6 Key Strategies for Emotionally Affecting Fiction

This content has been archived. It may no longer be accurate or relevant.

From Jane Friedman:

People sometimes talk about emotion in fiction like it’s some discrete quantity you can just dial up in your prose—like perhaps if your novel is too plot-heavy, or too cerebral, you can just turn a few knobs here and there and wind up with an emotionally affecting story.

The most obvious indicators of emotion are found in scene, so this is where newer writers tend to focus in their quest, interlarding their scenes with the body language associated with emotion—the pounding hearts, the sweaty hands, the chills up the spine—along with overt statements of emotion (“walking into the meeting, he felt nervous”) and a preponderance of adverbs (“she snarled angrily”).

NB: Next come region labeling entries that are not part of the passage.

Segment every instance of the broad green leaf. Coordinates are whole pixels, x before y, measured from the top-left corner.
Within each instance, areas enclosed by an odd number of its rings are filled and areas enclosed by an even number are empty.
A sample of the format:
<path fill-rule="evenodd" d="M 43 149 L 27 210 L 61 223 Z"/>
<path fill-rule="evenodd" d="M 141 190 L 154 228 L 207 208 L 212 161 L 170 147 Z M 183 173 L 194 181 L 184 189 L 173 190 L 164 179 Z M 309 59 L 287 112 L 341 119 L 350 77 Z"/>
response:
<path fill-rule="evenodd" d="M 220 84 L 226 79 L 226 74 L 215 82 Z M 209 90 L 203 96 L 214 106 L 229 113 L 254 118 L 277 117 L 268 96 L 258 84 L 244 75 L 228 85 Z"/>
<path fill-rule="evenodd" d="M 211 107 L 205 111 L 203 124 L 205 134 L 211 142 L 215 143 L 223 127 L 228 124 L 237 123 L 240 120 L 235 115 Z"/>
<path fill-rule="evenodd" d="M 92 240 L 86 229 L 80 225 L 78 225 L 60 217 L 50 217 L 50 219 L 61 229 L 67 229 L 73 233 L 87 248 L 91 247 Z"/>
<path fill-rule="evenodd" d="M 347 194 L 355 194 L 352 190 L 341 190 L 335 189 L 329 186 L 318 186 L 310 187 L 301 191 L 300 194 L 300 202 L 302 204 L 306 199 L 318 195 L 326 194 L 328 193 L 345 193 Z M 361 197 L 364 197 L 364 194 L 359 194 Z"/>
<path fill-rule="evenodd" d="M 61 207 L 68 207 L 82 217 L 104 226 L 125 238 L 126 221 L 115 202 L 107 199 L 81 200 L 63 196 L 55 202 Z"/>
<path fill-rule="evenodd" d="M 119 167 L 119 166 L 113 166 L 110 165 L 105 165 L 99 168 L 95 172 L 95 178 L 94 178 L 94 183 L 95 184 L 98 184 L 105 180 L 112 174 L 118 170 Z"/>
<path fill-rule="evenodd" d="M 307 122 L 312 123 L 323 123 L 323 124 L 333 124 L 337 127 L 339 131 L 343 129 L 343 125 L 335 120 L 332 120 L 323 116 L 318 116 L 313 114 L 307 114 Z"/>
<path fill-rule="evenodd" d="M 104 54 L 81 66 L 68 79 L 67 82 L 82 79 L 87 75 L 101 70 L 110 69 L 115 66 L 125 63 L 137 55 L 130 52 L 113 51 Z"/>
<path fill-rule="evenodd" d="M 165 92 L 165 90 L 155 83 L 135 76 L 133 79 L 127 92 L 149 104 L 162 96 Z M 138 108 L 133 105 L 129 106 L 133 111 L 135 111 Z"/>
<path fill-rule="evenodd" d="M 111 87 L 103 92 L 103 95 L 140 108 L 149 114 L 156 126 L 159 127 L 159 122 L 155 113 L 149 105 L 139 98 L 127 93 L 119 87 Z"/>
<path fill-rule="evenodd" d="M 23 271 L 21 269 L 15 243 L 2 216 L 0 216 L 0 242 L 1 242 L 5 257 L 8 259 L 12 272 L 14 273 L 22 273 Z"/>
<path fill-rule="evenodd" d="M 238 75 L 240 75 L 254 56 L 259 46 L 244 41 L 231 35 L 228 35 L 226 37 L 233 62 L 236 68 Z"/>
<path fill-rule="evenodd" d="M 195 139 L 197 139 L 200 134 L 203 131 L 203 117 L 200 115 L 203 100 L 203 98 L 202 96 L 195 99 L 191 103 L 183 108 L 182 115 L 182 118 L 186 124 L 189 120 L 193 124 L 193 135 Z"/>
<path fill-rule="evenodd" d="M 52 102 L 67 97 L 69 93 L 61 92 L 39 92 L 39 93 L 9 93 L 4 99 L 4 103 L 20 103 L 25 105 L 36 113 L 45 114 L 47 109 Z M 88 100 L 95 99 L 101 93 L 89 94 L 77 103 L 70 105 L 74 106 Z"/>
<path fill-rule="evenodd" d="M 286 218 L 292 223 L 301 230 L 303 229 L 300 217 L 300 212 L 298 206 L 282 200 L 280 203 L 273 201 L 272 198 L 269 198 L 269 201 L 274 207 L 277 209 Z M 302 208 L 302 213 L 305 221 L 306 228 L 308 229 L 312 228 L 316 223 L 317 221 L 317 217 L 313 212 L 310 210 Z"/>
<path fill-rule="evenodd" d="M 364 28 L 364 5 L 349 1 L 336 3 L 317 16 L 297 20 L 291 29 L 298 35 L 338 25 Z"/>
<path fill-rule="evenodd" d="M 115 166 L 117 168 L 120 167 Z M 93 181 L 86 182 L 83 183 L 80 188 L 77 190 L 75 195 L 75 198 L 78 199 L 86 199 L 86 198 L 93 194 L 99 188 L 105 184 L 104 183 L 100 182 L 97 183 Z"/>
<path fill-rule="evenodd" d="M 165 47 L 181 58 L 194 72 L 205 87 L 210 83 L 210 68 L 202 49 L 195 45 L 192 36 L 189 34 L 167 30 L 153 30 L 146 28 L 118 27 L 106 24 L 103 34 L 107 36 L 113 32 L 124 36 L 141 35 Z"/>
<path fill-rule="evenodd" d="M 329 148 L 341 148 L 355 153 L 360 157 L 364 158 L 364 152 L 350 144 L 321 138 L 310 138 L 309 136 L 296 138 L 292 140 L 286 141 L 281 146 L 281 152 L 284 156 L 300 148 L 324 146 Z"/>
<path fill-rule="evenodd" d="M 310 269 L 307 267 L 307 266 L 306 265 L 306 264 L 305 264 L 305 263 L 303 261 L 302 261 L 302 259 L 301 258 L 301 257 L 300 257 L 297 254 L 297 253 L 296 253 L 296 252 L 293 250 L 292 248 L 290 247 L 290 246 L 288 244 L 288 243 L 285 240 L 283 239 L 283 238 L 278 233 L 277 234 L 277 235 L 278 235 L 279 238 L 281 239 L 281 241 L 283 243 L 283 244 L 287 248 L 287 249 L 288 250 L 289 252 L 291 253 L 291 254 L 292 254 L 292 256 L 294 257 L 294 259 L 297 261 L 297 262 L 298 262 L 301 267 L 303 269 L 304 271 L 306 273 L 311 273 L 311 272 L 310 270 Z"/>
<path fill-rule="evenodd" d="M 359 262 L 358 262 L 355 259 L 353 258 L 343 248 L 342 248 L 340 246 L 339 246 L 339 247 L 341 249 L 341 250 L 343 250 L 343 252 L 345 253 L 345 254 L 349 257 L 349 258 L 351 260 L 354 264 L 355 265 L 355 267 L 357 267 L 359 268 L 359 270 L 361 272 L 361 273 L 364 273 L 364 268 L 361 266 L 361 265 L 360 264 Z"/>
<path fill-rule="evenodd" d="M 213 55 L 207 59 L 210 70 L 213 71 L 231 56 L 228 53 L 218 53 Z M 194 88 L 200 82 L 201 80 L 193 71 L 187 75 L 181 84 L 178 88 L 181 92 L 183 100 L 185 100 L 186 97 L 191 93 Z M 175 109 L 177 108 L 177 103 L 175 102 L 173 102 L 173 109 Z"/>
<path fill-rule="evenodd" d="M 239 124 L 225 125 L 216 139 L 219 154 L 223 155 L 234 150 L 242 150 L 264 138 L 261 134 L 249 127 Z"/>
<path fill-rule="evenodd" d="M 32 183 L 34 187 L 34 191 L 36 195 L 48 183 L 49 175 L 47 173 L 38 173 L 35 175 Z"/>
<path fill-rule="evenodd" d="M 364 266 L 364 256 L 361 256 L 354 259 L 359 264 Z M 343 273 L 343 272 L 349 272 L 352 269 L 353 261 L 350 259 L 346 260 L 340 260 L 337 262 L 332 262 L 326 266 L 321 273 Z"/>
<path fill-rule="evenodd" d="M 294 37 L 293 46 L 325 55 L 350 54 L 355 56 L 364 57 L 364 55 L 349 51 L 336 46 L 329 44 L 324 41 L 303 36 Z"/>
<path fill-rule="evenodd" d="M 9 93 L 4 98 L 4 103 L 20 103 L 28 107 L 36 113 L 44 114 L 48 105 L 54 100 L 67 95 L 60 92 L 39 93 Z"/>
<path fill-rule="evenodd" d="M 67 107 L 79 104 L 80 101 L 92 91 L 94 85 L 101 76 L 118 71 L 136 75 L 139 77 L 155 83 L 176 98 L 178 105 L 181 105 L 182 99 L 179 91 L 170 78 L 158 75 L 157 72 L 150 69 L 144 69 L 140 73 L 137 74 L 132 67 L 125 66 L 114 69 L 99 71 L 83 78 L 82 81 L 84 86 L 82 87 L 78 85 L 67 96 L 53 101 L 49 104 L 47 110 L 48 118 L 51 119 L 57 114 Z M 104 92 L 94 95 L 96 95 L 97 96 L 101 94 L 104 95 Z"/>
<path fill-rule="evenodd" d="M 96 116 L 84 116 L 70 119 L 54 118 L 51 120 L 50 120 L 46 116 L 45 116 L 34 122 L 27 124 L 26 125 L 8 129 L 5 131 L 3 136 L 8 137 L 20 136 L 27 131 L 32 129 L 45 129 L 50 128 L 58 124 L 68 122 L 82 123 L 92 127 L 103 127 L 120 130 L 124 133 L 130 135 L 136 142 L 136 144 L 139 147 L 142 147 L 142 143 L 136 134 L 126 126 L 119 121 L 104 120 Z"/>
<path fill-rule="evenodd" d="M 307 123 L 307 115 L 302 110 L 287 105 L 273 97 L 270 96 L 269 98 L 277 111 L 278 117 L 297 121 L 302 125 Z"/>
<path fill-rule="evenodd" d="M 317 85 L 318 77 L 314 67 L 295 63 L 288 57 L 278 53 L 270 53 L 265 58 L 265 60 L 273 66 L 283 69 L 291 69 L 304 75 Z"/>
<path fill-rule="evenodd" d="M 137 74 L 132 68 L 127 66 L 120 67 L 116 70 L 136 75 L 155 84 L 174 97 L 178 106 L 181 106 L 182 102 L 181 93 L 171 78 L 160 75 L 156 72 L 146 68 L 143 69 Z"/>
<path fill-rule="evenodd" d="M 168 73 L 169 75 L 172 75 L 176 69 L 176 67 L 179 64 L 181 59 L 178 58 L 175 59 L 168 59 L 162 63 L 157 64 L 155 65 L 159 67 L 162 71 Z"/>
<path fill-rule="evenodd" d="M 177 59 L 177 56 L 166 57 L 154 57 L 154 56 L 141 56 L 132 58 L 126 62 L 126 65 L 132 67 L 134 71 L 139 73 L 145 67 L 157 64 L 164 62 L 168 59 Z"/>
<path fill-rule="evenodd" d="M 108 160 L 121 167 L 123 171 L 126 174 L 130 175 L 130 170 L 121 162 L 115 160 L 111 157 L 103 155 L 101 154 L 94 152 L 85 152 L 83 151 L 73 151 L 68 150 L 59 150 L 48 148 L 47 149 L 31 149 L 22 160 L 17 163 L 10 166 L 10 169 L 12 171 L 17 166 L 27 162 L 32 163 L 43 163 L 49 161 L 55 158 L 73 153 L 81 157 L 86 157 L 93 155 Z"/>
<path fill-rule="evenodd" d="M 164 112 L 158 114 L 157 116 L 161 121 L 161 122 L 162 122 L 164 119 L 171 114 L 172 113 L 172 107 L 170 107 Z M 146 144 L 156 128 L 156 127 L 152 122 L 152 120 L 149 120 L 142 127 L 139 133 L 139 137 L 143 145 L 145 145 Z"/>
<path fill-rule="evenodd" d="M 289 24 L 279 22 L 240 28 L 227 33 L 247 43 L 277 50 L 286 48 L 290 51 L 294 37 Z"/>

The body language of emotion is important—and certainly, there are times when overt statements of emotion are called for. And personally speaking, I’m not in the “no adverbs” camp (though I do think they tend to backfire in the hands of less experienced writers). But these are just the most obvious techniques for generating emotion in fiction, and relying too heavily on them tends to have the opposite of the intended effect, coming across as cartoonish, exaggerated, forced.

There are techniques that are subtler, less obvious, and they work best in tandem with one another. Because the truth is, emotion is an emergent property of fiction, a sort of alchemical magic generated by the synergy between multiple elements of the story; to create it in your fiction, you need to approach the challenge from more than one angle.

1. What’s at stake?

When we talk about what’s at stake in a story, we’re talking about what the protagonist stands to gain or lose, and in stories with strong emotions, both of these possibilities hold a real emotional charge for that character.

What does your protagonist stand to gain if they achieve their goal? If it’s a large sum of money, for example, that goal will have more emotional stakes if the protagonist is on the verge of dropping out of college because she can barely afford her tuition.

And if failing to achieve that goal means not only losing that large sum of money, it means losing her scholarship to her dream college, the one her folks were so proud she got into? So much the better.

When you up the stakes in your story, you dial up the emotions involved.

2. How close is the relationship?

Interpersonal conflicts are one of the hallmarks of effective fiction. But conflicts with friends matter more than conflicts with strangers; conflicts with close friends matter more than conflicts with acquaintances; and conflicts with family members tend to matter most of all.

If you find yourself struggling with how to strengthen the emotional quotient of your story, take a look at the primary relationships in it. Is there a way you can make one or more of those relationships closer?

Sometimes it’s just a matter of making a friend an old friend—one who was there for the protagonist at one of the toughest moments of her life. Maybe the neighbor lady, the one who’s dying of cancer, is actually the nanny who helped to raise the protagonist. And maybe that conversation with the old man in the park should actually be a conversation with the protagonist’s dad.

When the relationships are closer, the emotions involved tend to be stronger.

3. What’s the backstory?

Backstory is a big part of the emotional power conflicts hold in a story, because it’s a big part of what those conflicts mean for the characters going through them. Backstory also helps the reader put herself in the character’s place, giving her the background info necessary to understand and sympathize with those strong emotions.

For instance: A conflict between a mother and her teen daughter will be more powerful if the mother had strong conflicts with her own mother as a girl. A conflict between two brothers will be more powerful if one of them has always dominated the other. And a conflict between two friends over a new love interest will hold a lot more charge if the one who’s fallen in love has a history of falling for abusive men.

For any given scenario, emotionally charged backstory will increase the emotional quotient—so a key strategy for generating the sort of emotion you’re looking for in any given scene or conflict is to first set up the backstory to support it.